IE takes the labels koi8-u and koi8-ru to mean KOI8-RU and not KOI8-U. The difference is that KOI8-RU has an additional letter needed for Byelorussian, AE: U+045E (ў) and BE: U+040E (Ў), where KOI8-U has line-drawing characters, AE: U+255D (╝) and BE: U+256C (╬). Letters are arguably more important than box-drawing characters, so KOI8-RU might be a better choice than KOI-8-U, at least if it can be shown that koi8-(r)u is used for Byelorussian (i.e., that AE/BE are used to encode ў/Ў).
KOI8-RU is not one of the aliases supported by ICU (see <http://demo.icu-project.org/icu-bin/convexp>). Is the encoding itself supported by ICU? HAving such back-end support would be useful for getting it supported in browsers. I don't have any data on real life use of this encoding.

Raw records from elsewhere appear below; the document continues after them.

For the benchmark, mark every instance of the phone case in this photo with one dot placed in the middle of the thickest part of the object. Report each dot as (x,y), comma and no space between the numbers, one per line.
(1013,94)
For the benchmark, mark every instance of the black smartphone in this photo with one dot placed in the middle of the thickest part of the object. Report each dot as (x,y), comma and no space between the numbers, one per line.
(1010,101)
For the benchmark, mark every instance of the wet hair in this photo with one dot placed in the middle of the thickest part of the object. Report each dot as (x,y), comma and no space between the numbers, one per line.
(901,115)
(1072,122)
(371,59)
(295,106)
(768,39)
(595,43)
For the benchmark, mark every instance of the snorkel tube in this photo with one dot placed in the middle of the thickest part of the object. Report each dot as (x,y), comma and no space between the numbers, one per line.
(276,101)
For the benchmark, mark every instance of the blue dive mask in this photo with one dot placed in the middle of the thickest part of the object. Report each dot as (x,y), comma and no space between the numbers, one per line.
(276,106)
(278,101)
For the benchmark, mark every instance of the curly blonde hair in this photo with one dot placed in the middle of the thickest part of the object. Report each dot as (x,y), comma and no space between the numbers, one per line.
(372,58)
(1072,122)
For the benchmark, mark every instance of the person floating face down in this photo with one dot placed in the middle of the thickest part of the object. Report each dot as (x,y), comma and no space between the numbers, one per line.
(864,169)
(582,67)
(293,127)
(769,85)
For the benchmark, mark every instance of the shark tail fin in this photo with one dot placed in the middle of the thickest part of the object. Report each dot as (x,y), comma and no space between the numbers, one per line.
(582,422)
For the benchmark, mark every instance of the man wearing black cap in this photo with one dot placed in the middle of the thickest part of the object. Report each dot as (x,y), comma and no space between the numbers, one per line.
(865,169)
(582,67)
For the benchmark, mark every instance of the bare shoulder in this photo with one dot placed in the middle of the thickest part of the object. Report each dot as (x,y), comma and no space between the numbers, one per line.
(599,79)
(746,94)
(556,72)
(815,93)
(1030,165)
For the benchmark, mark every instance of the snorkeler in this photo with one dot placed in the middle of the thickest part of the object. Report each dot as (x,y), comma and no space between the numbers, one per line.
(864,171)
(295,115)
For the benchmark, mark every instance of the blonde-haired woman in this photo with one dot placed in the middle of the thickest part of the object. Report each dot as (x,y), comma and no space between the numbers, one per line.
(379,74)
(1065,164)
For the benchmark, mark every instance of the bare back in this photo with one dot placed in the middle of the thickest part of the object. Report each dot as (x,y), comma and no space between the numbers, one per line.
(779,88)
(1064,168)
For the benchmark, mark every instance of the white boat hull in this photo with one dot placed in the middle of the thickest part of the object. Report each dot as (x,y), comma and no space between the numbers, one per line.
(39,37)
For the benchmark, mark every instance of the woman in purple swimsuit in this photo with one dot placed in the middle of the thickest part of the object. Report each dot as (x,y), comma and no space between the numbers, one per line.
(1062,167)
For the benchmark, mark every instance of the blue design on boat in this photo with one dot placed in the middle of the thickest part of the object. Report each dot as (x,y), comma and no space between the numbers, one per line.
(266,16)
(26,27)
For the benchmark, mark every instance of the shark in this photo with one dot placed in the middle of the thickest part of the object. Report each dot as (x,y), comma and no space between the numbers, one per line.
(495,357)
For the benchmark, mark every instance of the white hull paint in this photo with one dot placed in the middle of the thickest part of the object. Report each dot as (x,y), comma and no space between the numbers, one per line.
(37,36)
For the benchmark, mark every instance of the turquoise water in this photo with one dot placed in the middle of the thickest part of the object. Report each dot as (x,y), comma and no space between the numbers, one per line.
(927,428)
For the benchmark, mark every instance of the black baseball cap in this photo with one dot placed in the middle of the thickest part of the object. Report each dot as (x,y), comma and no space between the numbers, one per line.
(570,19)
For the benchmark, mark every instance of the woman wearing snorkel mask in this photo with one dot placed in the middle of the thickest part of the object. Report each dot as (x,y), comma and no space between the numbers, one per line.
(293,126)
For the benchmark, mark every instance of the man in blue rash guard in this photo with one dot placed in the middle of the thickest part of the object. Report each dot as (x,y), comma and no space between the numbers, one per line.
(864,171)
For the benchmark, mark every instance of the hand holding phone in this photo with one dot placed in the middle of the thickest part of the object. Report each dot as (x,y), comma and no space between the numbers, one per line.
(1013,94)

(In reply to comment #1) > Is [KOI8-RU] supported by ICU? Apparently not: $ grep '042F.*F1' mappings/* mappings/ibm-1168_P100-2002.ucm:<U042F> \xF1 |0 mappings/ibm-878_P100-1996.ucm:<U042F> \xF1 |0 All KOI-8 encodings encode the basic modern Russian letters identically. In particular, Я (U+042F) is encoded as 0xF1. Only KOI8-R (IBM-878) and KOI8-U (IBM-1168) match, so KOI8-RU is not supported. > I don't have any data on real life use of this encoding. Have you looked for 0xAE bytes in data labelled KOI8-U (or possibly KOI8-R)?
Does IE also report koi8-ru as the encoding name (via the DOM)? I suppose if IE does this it might be more compatible, although IE is not dominant in that region (afaik).
(In reply to comment #3) > Does IE also report koi8-ru as the encoding name (via the DOM)? document.charset returns koi8-u in IE9. The encoding vector appears to have been changed from KOI8-U to KOI8-RU at some point between IE6 and IE9. I assume this would not have happened in the absence of KOI8-RU content labelled as KOI8-U, but this may not be an issue for current Web content.
Adrian, Travis, any idea here?
I will need to have an encoding expert on our team look into this; offhand I don't know how prevalent this encoding is or why this change may have been made.
We've searched IE's code base, and found that we've had this behavior since at least IE4. I can't prove it at the moment, but I suspect that what we're seeing here is an encoding compatibility decision that was made to align with Netscape at the time. Due to the longevity of this behavior, I'm not very keen on changing it unless you can prove a significant web compatibility problem with it.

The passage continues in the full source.